Chris Christie says he ‘was wrong’ not to wear face mask at White House
Former New Jersey Gov. Chris Christie (R) said Thursday that he “was wrong” not to wear a face mask at the White House after testing positive for COVID-19 and spending a week in the hospital.
Christie told The New York Times that he thought he was in a “safe zone” when he attended the Sept. 26 event where President Trump officially nominated Judge Amy Coney Barrett to the Supreme Court. Days later on Oct. 1, President Trump announced he and the first lady had tested positive for COVID-19.
The former governor announced his positive test on Oct. 3 and checked into the hospital after his doctor recommended he do so due to his asthma and weight. He spent days in the intensive care unit of Morristown Medical Center in New Jersey.
Christie said in his interview that people should take the coronavirus seriously by wearing masks and social distancing but said there should be a balance between shutting things down and reopening without necessary precautions.
The White House is looking into Barrett’s nomination event, which Anthony Fauci called a “superspreader event,” as the cause of the spread of COVID-19 to more than a dozen people, according to the Times.
“I believed when I entered the White House grounds, that I had entered a safe zone, due to the testing that I and many others underwent every day,” Christie said in a statement obtained by the newspaper. “I was wrong. I was wrong not to wear a mask at the Amy Coney Barrett announcement and I was wrong not to wear a mask at my multiple debate prep sessions with the president and the rest of the team.”

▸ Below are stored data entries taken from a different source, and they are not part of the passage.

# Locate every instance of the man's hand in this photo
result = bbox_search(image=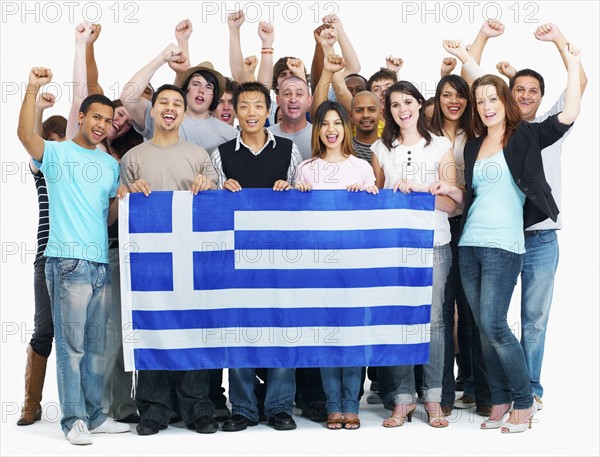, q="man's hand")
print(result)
[227,10,245,30]
[313,23,331,43]
[386,55,404,73]
[323,54,346,74]
[496,61,517,79]
[442,39,471,62]
[286,58,306,80]
[244,55,258,80]
[116,184,129,200]
[318,27,338,49]
[323,14,344,33]
[533,22,563,43]
[175,19,193,41]
[190,174,215,194]
[129,179,152,196]
[28,67,53,89]
[36,92,55,111]
[88,23,102,44]
[258,21,274,47]
[224,178,242,192]
[75,21,93,43]
[480,19,505,38]
[441,57,457,77]
[273,180,292,191]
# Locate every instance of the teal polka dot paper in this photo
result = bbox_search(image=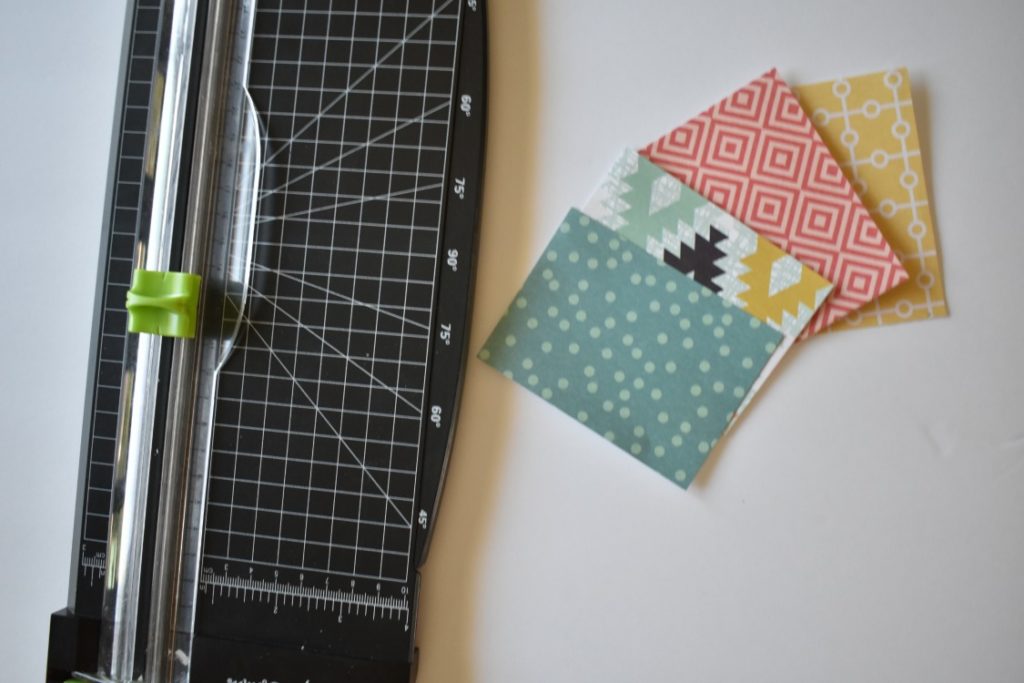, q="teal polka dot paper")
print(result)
[478,209,783,488]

“I hope that my experience shows my fellow citizens that you should follow [Centers for Disease Control and Prevention] guidelines in public no matter where you are and wear a mask to protect yourself and others,” he said.

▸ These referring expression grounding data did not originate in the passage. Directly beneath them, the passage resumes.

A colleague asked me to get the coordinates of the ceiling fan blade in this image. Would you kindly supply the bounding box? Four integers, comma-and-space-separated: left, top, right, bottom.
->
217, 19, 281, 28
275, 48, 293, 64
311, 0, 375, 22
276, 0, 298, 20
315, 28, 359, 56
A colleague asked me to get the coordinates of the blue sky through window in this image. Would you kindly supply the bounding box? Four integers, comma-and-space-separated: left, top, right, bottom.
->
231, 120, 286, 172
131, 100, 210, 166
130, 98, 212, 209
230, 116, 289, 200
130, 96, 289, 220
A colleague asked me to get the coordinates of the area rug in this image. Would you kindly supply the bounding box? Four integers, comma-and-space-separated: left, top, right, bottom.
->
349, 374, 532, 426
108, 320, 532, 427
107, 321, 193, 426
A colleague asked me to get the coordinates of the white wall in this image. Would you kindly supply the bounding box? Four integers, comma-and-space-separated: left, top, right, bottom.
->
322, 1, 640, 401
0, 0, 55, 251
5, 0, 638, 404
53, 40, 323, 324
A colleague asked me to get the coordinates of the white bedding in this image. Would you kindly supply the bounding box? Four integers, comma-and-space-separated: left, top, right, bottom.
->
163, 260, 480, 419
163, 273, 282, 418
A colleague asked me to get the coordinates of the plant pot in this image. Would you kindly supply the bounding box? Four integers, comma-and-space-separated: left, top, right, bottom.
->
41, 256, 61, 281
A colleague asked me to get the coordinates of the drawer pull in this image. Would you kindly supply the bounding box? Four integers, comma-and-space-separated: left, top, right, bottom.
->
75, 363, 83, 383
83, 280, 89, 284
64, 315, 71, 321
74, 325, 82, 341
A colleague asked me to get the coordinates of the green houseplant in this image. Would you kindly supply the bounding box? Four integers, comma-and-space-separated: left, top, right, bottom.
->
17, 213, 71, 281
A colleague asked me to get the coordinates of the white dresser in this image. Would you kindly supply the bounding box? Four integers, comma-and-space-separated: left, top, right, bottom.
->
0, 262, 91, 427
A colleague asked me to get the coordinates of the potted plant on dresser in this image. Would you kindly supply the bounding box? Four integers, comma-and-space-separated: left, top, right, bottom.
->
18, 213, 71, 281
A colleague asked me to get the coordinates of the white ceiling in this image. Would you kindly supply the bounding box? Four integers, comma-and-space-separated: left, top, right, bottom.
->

Christie said he doesn’t know who infected him or how frequently the president was tested, a question that remains after some officials indicated he was tested daily, but Trump said he was not.
The former governor said he was in the third row, and “what they told us was that everybody in the first three rows had been tested that day and tested negative.”
“I shouldn’t have relied on that,” he added, according to the Times.
Christie, who was released Saturday and has been cleared to have regular contact with others, said the virus is “something to take very seriously,” noting the “ramifications are wildly random and potentially deadly.” But he avoided specifically calling out Trump who has said he feels better than he has in decades after contracting COVID-19.
He said the reactions to the pandemic are “governed by our two dominant political and media extremes: those who believe there is nothing to this virus and those alarmists who would continue to close down our country and not trust the common sense of the American people. Both are wrong.”
The president also spent time in the hospital after his positive COVID-19 test. But after checking out of Walter Reed National Military Medical Center last week, he called catching the virus “a blessing from God” and urged Americans not to be afraid of it.
The U.S. has confirmed more than 7.9 million COVID-19 cases and 217,721 fatalities since the beginning of the pandemic, according to data from Johns Hopkins University.